Each fresh poll comes with its projections about how the electoral map will be coloured in and the seats divided between the parties. Those projections inevitably involve assumptions about how the swings indicated by the national poll will apply in the 73 constituency seats.
A simple and common assumption is uniform swing: that the swings will be the same everywhere. A more sophisticated approach (e.g. that of Ballot Box Scotland) assumes that the regional distribution of a party’s vote – where it is strong and where it is weak – will stay roughly the same as its overall vote goes up or down.
But neither of these really tracks regional differences in swings for the simple reason that an individual poll contains too few voters from each region to draw reliable conclusions about the way the winds are blowing. To do that, we need to pool several polls. Given that there are eight Scottish electoral regions, combining the eight most recent polls means that the pooled sample in each region (with the exception of the less populous Highlands & Islands) is of roughly the size of a single national poll – with those familiar ±3-point margins of error.
That’s what’s done for the table below. It shows that, not surprisingly for a politically diverse country, the changes in vote shares and the swings to and from the SNP since the last Holyrood election (in May 2016) vary quite a lot. Brexit having occupied much political attention since, the Remain/Leave balance in a region is a likely reason for some of these differences: the SNP gains and Conservative losses are largest in EU-loving Lothian while there is a swing to the Conservatives in the (relatively) Eurosceptic Highlands & Islands.

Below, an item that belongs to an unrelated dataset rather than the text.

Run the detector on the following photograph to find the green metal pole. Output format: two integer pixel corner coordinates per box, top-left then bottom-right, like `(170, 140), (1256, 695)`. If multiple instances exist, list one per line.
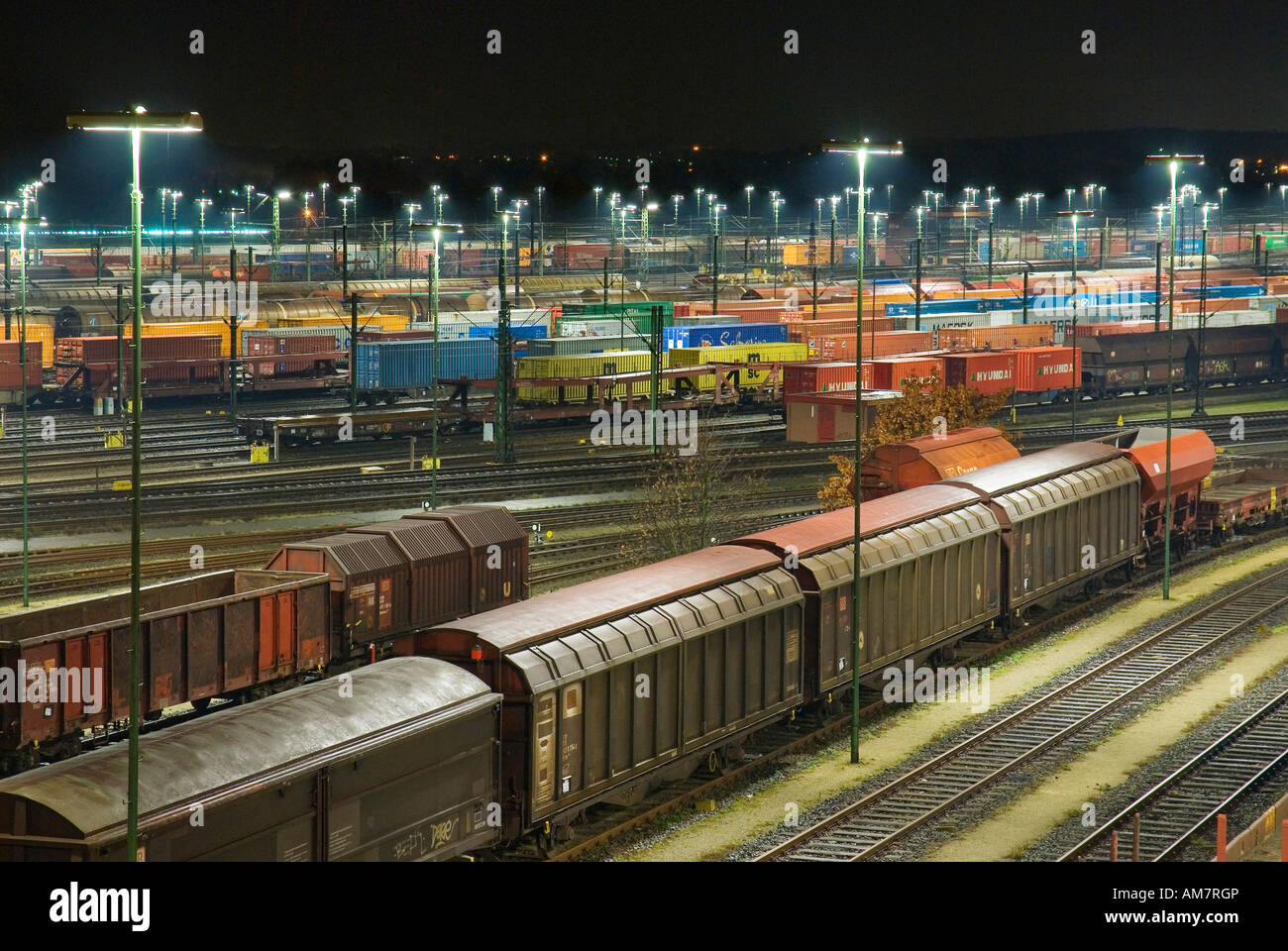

What does this do to seat projections? Not that much, given that the SNP remains warm favourite for the large majority of seats. But, in a context where every marginal matters for that potential SNP majority, eyes should be on seats like Ayr and Edinburgh Central. Both are on a knife-edge based on uniform swing but, if we base the prediction on regional swing instead, the Conservatives hold off the SNP in Ayr but Angus Robertson takes Edinburgh Central with something to spare.
Of course, winning seats in Edinburgh requires the SNP to hold off some concerted Unionist tactical voting. Even regional swing cannot take account of all local circumstances. But, without enough polls to give us a sample large enough to predict seat-by-seat, it’s all we’ve got – and definitely an improvement on uniform swing.